A dona do eucalipto agora quer mandar no seu papel higiênico

Você provavelmente nunca pensou na Suzano ao trocar o rolo de papel higiênico, mas isso está prestes a mudar. A maior fabricante de celulose do mundo, aquela que vive de eucalipto, decidiu que quer um pedaço do que vai parar no seu banheiro. A empresa concluiu a compra de 51% da joint venture que montou com a americana Kimberly-Clark, num negócio de US$ 1,3 bilhão, cerca de R$ 6,7 bilhões.
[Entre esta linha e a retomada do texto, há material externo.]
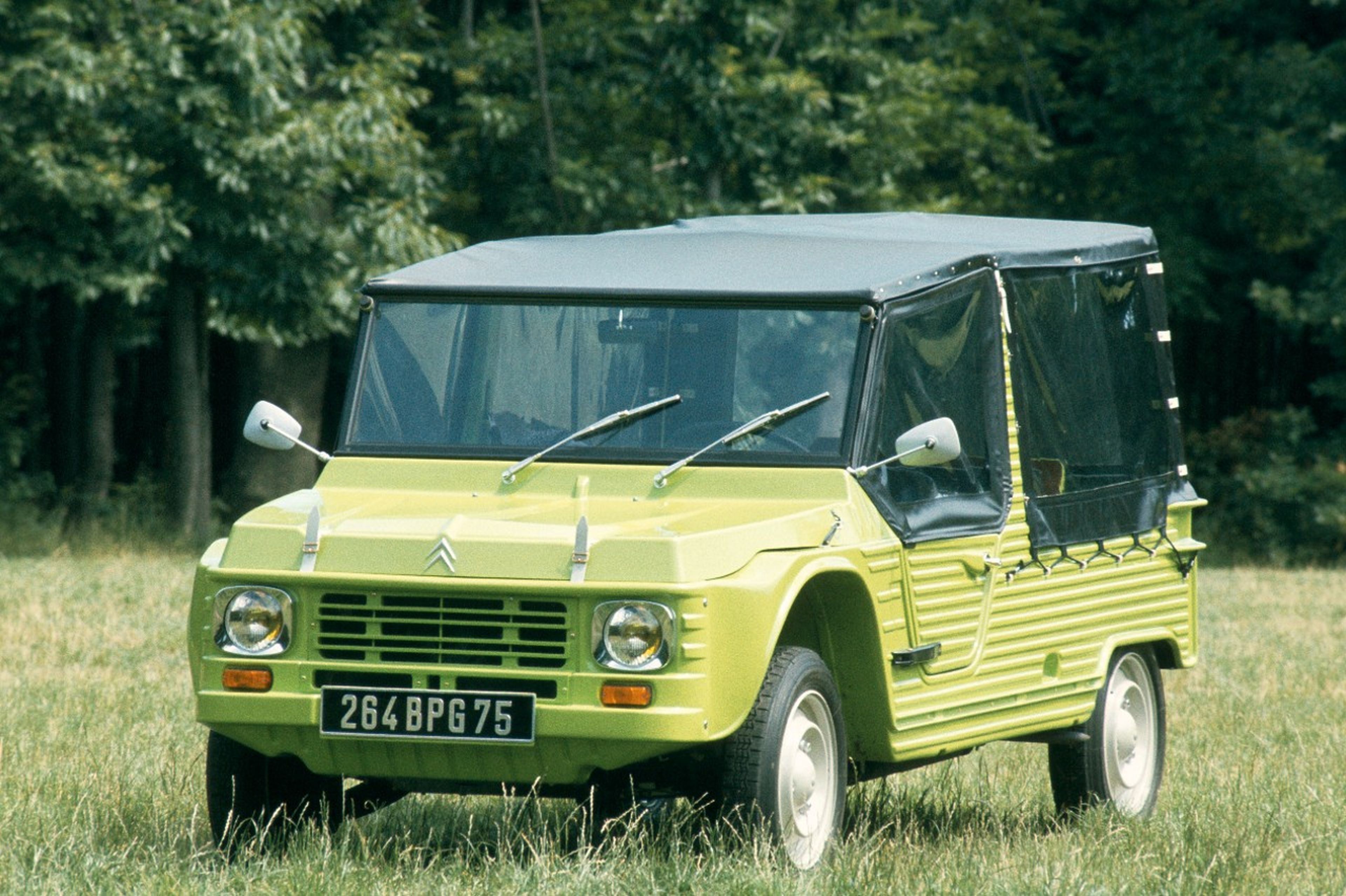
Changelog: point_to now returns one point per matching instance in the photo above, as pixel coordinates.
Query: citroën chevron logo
(442, 552)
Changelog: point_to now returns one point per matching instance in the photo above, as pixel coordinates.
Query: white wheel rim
(807, 780)
(1130, 732)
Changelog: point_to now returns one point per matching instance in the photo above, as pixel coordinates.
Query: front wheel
(1123, 761)
(251, 794)
(788, 759)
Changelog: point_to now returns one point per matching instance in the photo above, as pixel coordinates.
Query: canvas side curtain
(1095, 400)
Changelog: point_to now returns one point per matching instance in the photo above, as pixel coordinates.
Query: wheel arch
(832, 614)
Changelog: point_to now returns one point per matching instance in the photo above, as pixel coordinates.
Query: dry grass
(101, 777)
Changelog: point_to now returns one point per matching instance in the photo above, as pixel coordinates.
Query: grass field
(101, 782)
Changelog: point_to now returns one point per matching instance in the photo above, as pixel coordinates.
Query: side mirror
(271, 427)
(934, 442)
(926, 444)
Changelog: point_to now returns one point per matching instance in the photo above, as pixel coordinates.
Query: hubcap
(1131, 735)
(807, 789)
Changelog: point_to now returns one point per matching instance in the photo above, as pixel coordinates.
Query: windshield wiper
(621, 418)
(766, 420)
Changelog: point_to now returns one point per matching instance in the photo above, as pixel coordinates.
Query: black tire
(248, 793)
(788, 762)
(1123, 762)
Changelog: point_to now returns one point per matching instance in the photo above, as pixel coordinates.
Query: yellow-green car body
(979, 599)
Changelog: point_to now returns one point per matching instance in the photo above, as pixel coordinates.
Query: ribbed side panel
(1027, 656)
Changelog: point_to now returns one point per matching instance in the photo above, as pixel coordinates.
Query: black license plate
(438, 715)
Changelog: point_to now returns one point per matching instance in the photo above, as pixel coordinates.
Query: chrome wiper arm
(631, 415)
(769, 419)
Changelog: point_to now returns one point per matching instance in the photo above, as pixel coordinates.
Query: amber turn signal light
(245, 679)
(626, 695)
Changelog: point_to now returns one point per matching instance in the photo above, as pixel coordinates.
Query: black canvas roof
(839, 257)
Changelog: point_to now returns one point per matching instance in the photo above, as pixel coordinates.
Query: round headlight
(633, 636)
(255, 621)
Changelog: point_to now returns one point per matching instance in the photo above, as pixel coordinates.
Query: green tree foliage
(667, 108)
(236, 163)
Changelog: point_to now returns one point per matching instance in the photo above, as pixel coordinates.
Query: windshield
(498, 380)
Nasce a Arbex, dona de marcas de papel higiênico, toalha, guardanapo e lenço, com a Suzano no controle e Walter Schalka, ex-presidente da companhia, à frente do conselho. No pacote vem também uma dívida líquida de quase US$ 1 bilhão. É a maior aposta da Suzano fora da celulose, e nem todo mundo aplaude. Sair da matéria-prima, onde ela é gigante global, pra brigar na prateleira do supermercado, onde a margem é fina e a marca é rainha, é trocar um jogo que domina por outro que ainda vai ter que aprender. E a dívida que veio junto pesa num momento de juro alto. Mas a lógica tem lastro. Quem planta eucalipto e faz celulose passou anos vendo o valor ir embora rio abaixo, do tronco ao produto final. Comprar a fábrica que transforma a própria fibra em item de banheiro é encurtar essa distância e ficar com a parte mais gorda da conta. Se der certo, a árvore da Suzano vai render bem depois de virar papel.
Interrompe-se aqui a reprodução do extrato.